The composer! Alabama just made itself a threat against every remaining opponent on the schedule thanks to a comeback victory in this style. It’s the type of win that should linger. Alabama’s going to be in the mix to win a competitive SEC, and because of its youth it’s going to take on a few losses that will serve as learning opportunities.

Remember what Alabama meant last season? It was the most enigmatic team in the sport, a squad capable of beating or losing to almost anyone. Wins over highly ranked teams such as Gonzaga, Houston, Baylor, Tennessee and Arkansas … and then losses to the likes of Iona in addition to bad SEC teams: Missouri, Mississippi State, Georgia and Vanderbilt.

This season could be different.
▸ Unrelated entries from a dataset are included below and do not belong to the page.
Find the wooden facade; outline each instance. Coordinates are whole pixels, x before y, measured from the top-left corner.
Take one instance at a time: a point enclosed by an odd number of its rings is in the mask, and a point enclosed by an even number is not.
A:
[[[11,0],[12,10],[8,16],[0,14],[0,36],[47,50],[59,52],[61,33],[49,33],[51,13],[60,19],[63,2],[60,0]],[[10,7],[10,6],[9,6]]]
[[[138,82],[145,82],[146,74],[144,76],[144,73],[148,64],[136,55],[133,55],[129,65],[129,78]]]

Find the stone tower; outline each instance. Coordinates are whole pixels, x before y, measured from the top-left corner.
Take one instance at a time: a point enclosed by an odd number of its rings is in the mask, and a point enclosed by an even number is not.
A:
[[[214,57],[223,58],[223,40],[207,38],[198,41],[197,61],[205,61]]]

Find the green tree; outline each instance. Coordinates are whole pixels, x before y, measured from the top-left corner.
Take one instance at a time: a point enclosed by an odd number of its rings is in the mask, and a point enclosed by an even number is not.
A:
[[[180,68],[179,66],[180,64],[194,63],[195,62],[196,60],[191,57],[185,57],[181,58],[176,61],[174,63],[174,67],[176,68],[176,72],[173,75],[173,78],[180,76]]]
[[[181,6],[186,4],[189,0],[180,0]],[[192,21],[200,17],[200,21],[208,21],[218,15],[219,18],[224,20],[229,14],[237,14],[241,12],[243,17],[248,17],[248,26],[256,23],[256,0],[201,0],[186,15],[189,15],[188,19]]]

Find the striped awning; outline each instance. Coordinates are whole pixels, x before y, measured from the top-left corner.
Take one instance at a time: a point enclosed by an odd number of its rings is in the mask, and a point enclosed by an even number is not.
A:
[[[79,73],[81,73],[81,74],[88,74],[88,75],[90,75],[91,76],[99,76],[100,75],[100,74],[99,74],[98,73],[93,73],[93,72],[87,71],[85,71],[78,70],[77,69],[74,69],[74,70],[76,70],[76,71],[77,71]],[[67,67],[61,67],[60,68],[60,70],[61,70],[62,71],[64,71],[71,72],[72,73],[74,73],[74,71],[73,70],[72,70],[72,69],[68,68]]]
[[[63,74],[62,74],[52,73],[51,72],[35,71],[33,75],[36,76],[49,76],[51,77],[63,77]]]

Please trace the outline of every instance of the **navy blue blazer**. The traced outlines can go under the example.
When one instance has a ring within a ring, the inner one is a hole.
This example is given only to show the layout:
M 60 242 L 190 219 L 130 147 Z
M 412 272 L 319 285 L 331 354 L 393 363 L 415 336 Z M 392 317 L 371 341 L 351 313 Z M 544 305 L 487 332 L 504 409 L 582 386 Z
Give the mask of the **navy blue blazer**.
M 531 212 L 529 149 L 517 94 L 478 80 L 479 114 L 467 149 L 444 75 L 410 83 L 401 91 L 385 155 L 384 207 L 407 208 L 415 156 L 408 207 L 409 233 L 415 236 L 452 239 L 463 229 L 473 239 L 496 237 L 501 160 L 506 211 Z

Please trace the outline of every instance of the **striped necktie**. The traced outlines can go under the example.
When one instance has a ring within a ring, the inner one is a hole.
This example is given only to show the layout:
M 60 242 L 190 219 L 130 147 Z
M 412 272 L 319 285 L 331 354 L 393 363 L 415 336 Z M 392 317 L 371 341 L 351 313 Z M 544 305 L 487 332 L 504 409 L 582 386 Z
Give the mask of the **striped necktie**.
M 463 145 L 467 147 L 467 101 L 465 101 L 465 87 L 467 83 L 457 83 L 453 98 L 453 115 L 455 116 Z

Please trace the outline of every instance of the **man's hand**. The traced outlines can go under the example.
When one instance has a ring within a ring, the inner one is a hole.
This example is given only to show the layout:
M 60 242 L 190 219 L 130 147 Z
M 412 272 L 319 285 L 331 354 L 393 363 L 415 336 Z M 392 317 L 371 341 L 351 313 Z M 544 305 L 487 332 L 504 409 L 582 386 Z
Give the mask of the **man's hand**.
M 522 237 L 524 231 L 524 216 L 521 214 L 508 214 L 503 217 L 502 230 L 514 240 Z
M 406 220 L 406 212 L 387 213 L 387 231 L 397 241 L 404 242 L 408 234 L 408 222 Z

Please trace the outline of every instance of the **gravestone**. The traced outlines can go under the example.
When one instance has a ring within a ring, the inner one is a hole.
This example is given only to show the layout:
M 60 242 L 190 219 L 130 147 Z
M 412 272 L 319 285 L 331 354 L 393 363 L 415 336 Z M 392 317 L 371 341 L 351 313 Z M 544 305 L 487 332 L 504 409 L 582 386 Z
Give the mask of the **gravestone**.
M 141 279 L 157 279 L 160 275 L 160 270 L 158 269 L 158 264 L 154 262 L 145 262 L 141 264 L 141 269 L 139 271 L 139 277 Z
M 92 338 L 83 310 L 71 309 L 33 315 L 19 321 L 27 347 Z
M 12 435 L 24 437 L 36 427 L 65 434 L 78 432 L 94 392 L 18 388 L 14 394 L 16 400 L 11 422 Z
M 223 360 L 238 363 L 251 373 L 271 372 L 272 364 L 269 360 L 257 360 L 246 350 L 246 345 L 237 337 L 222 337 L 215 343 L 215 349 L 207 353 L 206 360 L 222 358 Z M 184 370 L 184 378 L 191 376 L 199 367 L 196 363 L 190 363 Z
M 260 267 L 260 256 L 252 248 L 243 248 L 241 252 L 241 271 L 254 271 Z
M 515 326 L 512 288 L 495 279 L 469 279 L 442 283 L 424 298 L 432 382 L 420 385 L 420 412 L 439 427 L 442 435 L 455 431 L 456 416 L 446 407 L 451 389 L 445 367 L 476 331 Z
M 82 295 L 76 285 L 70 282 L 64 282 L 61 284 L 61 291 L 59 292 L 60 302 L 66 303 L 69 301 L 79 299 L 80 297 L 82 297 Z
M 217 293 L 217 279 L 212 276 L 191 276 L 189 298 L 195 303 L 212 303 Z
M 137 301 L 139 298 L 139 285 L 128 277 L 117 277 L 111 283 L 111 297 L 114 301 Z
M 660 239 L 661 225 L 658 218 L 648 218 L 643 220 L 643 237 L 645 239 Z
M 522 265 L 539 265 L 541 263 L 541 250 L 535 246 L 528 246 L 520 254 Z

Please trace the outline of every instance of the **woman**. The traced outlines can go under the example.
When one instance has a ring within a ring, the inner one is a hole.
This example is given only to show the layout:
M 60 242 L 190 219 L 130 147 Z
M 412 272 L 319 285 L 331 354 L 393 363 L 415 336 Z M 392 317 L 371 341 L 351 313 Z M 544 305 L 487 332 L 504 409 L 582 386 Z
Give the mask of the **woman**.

It should be different. One reason why is Alabama freshman Brandon Miller, who until Saturday was playing better than any freshman in college hoops. Against Houston, he was spotty: eight points on eight made foul shots but 0-of-8 shooting from the field. But Miller hit six free throws in the final minute to help ice it. Guts. The idea Alabama could beat a top-five team without Miller showing up and playing even an average game was not credible. Instead, the other newbies came through like vets. Freshmen Noah Clowney (16 points) and Jaden Bradley (12) weren’t rattled in that cage. Another freshman, Rylen Griffen, was also earning key minutes in clutch time. Clowney, Bradley and Miller scored Alabama’s final eight points to clinch it.
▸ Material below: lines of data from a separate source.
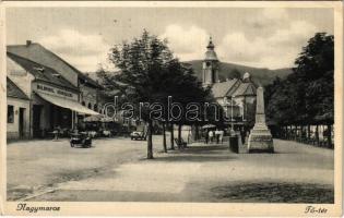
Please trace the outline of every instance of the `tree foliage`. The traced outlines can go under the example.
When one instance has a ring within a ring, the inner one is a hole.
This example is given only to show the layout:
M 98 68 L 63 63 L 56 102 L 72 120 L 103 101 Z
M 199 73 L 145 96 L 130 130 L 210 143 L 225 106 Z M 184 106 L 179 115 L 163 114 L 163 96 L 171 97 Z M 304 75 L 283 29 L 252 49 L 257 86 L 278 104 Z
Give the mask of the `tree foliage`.
M 317 33 L 295 60 L 293 73 L 265 87 L 266 116 L 277 124 L 332 124 L 333 36 Z

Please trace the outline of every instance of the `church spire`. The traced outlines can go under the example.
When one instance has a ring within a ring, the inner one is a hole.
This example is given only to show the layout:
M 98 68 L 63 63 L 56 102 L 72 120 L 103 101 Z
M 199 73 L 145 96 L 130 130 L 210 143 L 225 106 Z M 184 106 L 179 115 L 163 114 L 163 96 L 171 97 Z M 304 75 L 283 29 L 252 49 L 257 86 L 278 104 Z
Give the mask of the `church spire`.
M 213 38 L 210 37 L 203 60 L 203 86 L 213 85 L 218 81 L 218 59 L 214 48 Z
M 209 44 L 207 44 L 206 48 L 207 48 L 207 50 L 214 50 L 215 46 L 213 44 L 212 37 L 209 38 Z

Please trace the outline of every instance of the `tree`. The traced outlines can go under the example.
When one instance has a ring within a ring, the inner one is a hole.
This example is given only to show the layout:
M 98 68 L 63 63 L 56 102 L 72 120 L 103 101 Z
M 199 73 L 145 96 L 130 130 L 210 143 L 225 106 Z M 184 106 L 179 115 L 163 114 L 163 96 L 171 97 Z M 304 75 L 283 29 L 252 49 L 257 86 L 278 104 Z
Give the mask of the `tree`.
M 161 82 L 166 74 L 166 64 L 173 60 L 173 53 L 167 41 L 143 31 L 140 38 L 115 46 L 109 60 L 120 70 L 120 73 L 110 80 L 111 84 L 117 85 L 114 81 L 124 84 L 121 90 L 126 100 L 134 106 L 134 111 L 140 111 L 140 114 L 135 116 L 147 123 L 147 158 L 152 159 L 152 109 L 142 106 L 142 102 L 152 105 L 161 99 Z
M 109 60 L 119 72 L 98 73 L 108 89 L 118 89 L 122 100 L 131 102 L 134 118 L 140 118 L 147 123 L 147 158 L 153 158 L 152 125 L 153 121 L 159 121 L 173 125 L 177 121 L 169 121 L 167 109 L 168 96 L 182 106 L 186 102 L 205 101 L 207 92 L 197 81 L 191 69 L 182 66 L 168 49 L 167 40 L 161 40 L 149 32 L 143 31 L 140 38 L 131 43 L 117 45 L 111 49 Z M 163 106 L 159 119 L 153 119 L 156 110 L 153 105 Z M 165 107 L 164 107 L 165 106 Z M 179 121 L 178 121 L 179 122 Z M 171 132 L 171 148 L 174 148 L 174 134 Z M 166 138 L 166 137 L 165 137 Z M 166 140 L 163 142 L 166 150 Z
M 333 124 L 333 36 L 317 33 L 308 40 L 286 80 L 276 78 L 266 89 L 266 116 L 280 125 Z M 331 131 L 328 135 L 331 143 Z M 318 133 L 316 133 L 318 135 Z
“They take you out of what you want to do, and they did a great job of taking Brandon out of what he does,” Oats said. “But he showed a lot of character stepping up and making free throws late. We were able to get contributions from a bunch of different guys. Huge program win. Not sure how many teams get to play two No. 1 teams in non-conference , but I think that shows that we’ve gotten this program to where we can play with anyone in the country.”

A win like this one, in that environment, stays with players and coaches. That is confidence juice. That will help them win another game or three or five in league play and potentially in March.
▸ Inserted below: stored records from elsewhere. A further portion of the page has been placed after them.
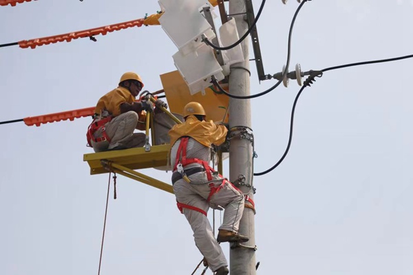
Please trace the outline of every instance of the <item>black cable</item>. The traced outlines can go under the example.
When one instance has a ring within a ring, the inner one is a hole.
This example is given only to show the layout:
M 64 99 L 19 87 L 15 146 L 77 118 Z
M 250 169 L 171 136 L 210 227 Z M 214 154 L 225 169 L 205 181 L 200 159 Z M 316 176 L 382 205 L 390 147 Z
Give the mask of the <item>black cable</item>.
M 281 158 L 279 159 L 279 160 L 271 168 L 270 168 L 268 170 L 266 170 L 264 172 L 260 172 L 260 173 L 255 173 L 254 175 L 255 176 L 261 176 L 262 175 L 265 175 L 271 171 L 272 171 L 273 170 L 274 170 L 277 166 L 278 166 L 281 162 L 284 160 L 284 158 L 286 157 L 286 156 L 287 155 L 287 153 L 288 153 L 288 151 L 290 150 L 290 146 L 291 145 L 291 141 L 293 140 L 293 121 L 294 121 L 294 112 L 295 110 L 295 106 L 297 104 L 297 101 L 298 100 L 298 98 L 301 94 L 301 93 L 303 91 L 303 90 L 304 89 L 304 88 L 307 86 L 310 86 L 310 85 L 313 82 L 313 80 L 315 80 L 314 78 L 315 76 L 319 76 L 321 77 L 322 76 L 324 72 L 328 72 L 328 71 L 332 71 L 334 69 L 343 69 L 343 68 L 347 68 L 349 67 L 354 67 L 354 66 L 360 66 L 360 65 L 369 65 L 369 64 L 376 64 L 376 63 L 385 63 L 385 62 L 392 62 L 392 61 L 396 61 L 396 60 L 403 60 L 403 59 L 407 59 L 407 58 L 413 58 L 413 54 L 410 54 L 407 56 L 399 56 L 399 57 L 394 57 L 392 58 L 387 58 L 387 59 L 379 59 L 379 60 L 371 60 L 371 61 L 363 61 L 363 62 L 357 62 L 355 63 L 349 63 L 349 64 L 344 64 L 344 65 L 341 65 L 339 66 L 334 66 L 334 67 L 330 67 L 326 69 L 324 69 L 321 71 L 314 71 L 313 73 L 310 75 L 310 76 L 308 77 L 308 78 L 307 78 L 307 80 L 304 82 L 304 85 L 300 89 L 299 91 L 298 92 L 295 100 L 294 100 L 294 104 L 293 104 L 293 110 L 291 111 L 291 122 L 290 124 L 290 136 L 288 138 L 288 143 L 287 144 L 287 148 L 286 148 L 286 151 L 284 153 L 284 155 L 282 155 L 282 157 L 281 157 Z M 321 72 L 321 74 L 319 74 L 319 72 Z
M 408 56 L 404 56 L 394 57 L 393 58 L 380 59 L 380 60 L 372 60 L 372 61 L 357 62 L 357 63 L 350 63 L 350 64 L 341 65 L 339 65 L 339 66 L 330 67 L 329 68 L 323 69 L 321 70 L 321 72 L 324 72 L 332 71 L 333 69 L 347 68 L 348 67 L 353 67 L 353 66 L 360 66 L 360 65 L 363 65 L 382 63 L 384 63 L 384 62 L 396 61 L 396 60 L 402 60 L 402 59 L 407 59 L 407 58 L 413 58 L 413 54 L 410 54 Z
M 0 47 L 15 46 L 17 45 L 19 45 L 19 42 L 14 42 L 12 43 L 7 43 L 7 44 L 0 44 Z
M 202 40 L 209 46 L 212 47 L 215 50 L 229 50 L 229 49 L 232 49 L 233 47 L 238 45 L 238 44 L 240 44 L 241 42 L 242 42 L 244 41 L 244 39 L 245 39 L 245 38 L 249 35 L 249 34 L 251 32 L 251 31 L 255 26 L 255 24 L 258 21 L 258 19 L 260 18 L 260 16 L 261 15 L 261 12 L 262 12 L 262 10 L 264 9 L 264 6 L 265 5 L 265 1 L 266 0 L 262 0 L 262 2 L 261 3 L 261 6 L 260 7 L 260 10 L 258 10 L 258 12 L 257 12 L 257 16 L 255 16 L 254 21 L 253 22 L 253 23 L 251 24 L 250 28 L 248 29 L 246 32 L 245 34 L 244 34 L 242 37 L 241 37 L 237 42 L 235 42 L 233 45 L 230 45 L 229 46 L 226 46 L 226 47 L 218 47 L 218 46 L 215 46 L 215 45 L 213 45 L 212 43 L 212 42 L 211 42 L 209 40 L 208 40 L 208 38 L 206 37 L 204 38 Z M 307 0 L 306 0 L 306 1 L 307 1 Z
M 301 88 L 299 89 L 299 91 L 297 94 L 295 99 L 294 100 L 294 104 L 293 104 L 293 110 L 291 111 L 291 121 L 290 122 L 290 137 L 288 138 L 288 144 L 287 144 L 287 148 L 286 148 L 286 151 L 285 151 L 284 155 L 282 155 L 282 157 L 281 157 L 279 160 L 278 162 L 277 162 L 277 163 L 275 164 L 274 164 L 274 166 L 273 167 L 270 168 L 268 170 L 266 170 L 264 172 L 255 173 L 254 173 L 255 176 L 262 176 L 263 175 L 265 175 L 268 173 L 271 172 L 273 170 L 274 170 L 275 168 L 277 168 L 277 166 L 278 166 L 282 162 L 284 159 L 287 155 L 287 153 L 288 153 L 288 151 L 290 150 L 290 146 L 291 146 L 291 141 L 293 140 L 293 128 L 294 126 L 294 112 L 295 111 L 295 106 L 297 105 L 297 102 L 298 101 L 298 98 L 299 98 L 299 96 L 301 94 L 302 91 L 304 90 L 306 87 L 306 86 L 301 87 Z
M 14 123 L 14 122 L 20 122 L 23 121 L 23 119 L 21 120 L 8 120 L 8 121 L 1 121 L 0 122 L 0 124 L 7 124 L 8 123 Z
M 222 87 L 221 86 L 220 86 L 220 84 L 218 83 L 218 81 L 216 80 L 216 78 L 213 76 L 212 82 L 218 88 L 218 89 L 220 90 L 220 92 L 222 92 L 222 94 L 224 94 L 226 96 L 227 96 L 230 98 L 232 98 L 250 99 L 250 98 L 257 98 L 259 96 L 264 96 L 264 95 L 269 93 L 270 91 L 273 91 L 274 89 L 277 88 L 281 84 L 281 82 L 282 82 L 282 80 L 287 74 L 287 69 L 288 68 L 288 66 L 290 65 L 290 56 L 291 55 L 291 36 L 293 34 L 293 28 L 294 27 L 294 23 L 295 22 L 295 19 L 297 19 L 297 16 L 298 15 L 299 10 L 301 10 L 301 8 L 303 6 L 303 5 L 304 4 L 304 3 L 306 3 L 307 1 L 311 1 L 311 0 L 304 0 L 301 2 L 301 3 L 297 8 L 297 10 L 295 11 L 295 14 L 294 14 L 294 16 L 293 17 L 293 20 L 291 21 L 291 25 L 290 25 L 290 32 L 288 33 L 288 52 L 287 52 L 287 63 L 286 65 L 286 69 L 282 73 L 282 76 L 281 77 L 279 80 L 278 80 L 274 86 L 273 86 L 272 87 L 269 88 L 268 89 L 264 91 L 261 93 L 259 93 L 259 94 L 257 94 L 255 95 L 252 95 L 252 96 L 235 96 L 235 95 L 231 94 L 229 93 L 227 93 L 225 90 L 224 90 L 224 89 L 222 89 Z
Alabama fans have come to annually expect at least one top-10 matchup on the football field, but it’s not like that in hoops. This was the Tide’s first top-10 game on the hardwood in 20 years. You wouldn’t think that the case with how they played in the second half against one of the best teams in college basketball. In beating Houston, Alabama validated its status right alongside UH as just that: one of the best teams in college basketball.